The price of wicka (dried okra) - a main dish in the breakfast table in Sudan - jumped crazy, and the price of the mobile reached more than $ 200, while the okra kilogram is sold at 400 pounds.

An export movement
Economist Ahmed Khalil sees that there are other reasons behind the rise in consumer goods, saying that besides the increasing demand for these goods, there is now a wide export movement of Sudanese products to markets in the Arab region. 

Khalil adds to Al-Jazeera Net that during these days, meat, onions, vegetables, mango and lemon fruits are being exported to Egypt, the Emirates, Saudi Arabia, Kuwait and other countries.   

And he expected that the consumer goods markets would witness a recession with the advent of the month of Ramadan tomorrow, Friday, because most families now have sufficient stocks of food commodities. 

"Families have started storing everything that can be stored since the curfew was announced due to Corona, and now these families are completing some of their stocks in preparation for Ramadan, and then the demand will decrease to large limits that may lead to a decline in prices." 

Significant increases in public sector salaries will be swallowed by the market as soon as it lands (Al Jazeera)

Salary Increase
A member of the Executive Bureau of the Sudanese Society for Consumer Protection, Professor Abdel-Qader Abdel-Rahman believes that the Sudanese consumer has faced several problems during the month of Ramadan this year, including the record fluctuation of the dollar exchange rate, and the results of the curfew and the closure of crossings due to Corona. 

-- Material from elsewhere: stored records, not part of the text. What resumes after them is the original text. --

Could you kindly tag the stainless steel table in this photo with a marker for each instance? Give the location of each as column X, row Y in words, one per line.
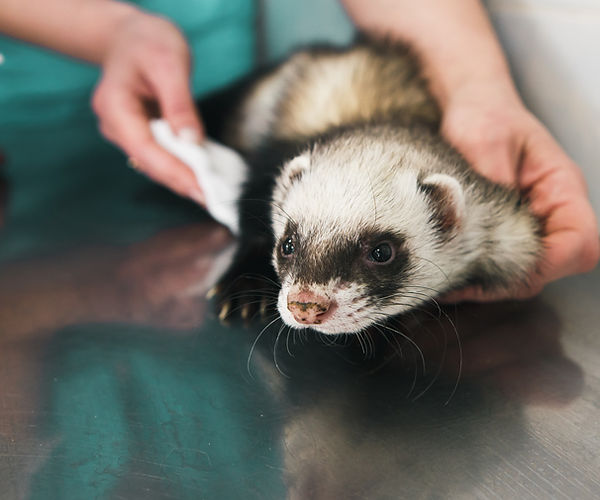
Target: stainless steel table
column 117, row 381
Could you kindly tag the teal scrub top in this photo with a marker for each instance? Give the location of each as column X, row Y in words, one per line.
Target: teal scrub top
column 41, row 87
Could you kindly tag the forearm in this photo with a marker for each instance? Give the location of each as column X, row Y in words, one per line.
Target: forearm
column 79, row 28
column 453, row 38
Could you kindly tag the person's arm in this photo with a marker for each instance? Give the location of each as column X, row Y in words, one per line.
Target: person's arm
column 143, row 58
column 485, row 119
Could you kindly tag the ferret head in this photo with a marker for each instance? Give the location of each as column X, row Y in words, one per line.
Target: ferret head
column 361, row 232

And Abdul Rahman reduces the benefit of the large increase announced by the Ministry of Finance and Economic Planning on salaries by 569% as of April this year. 

He explains that these large increases in public sector salaries will be swallowed up by the market once it comes down, which requires the search for practical solutions that are definitely controlling the exchange rate of the dollar. 

Observers fear the consequences of the increase in salaries on other sectors outside the public sector, which represents a modest percentage compared to workers in the private sector and the liberal professions.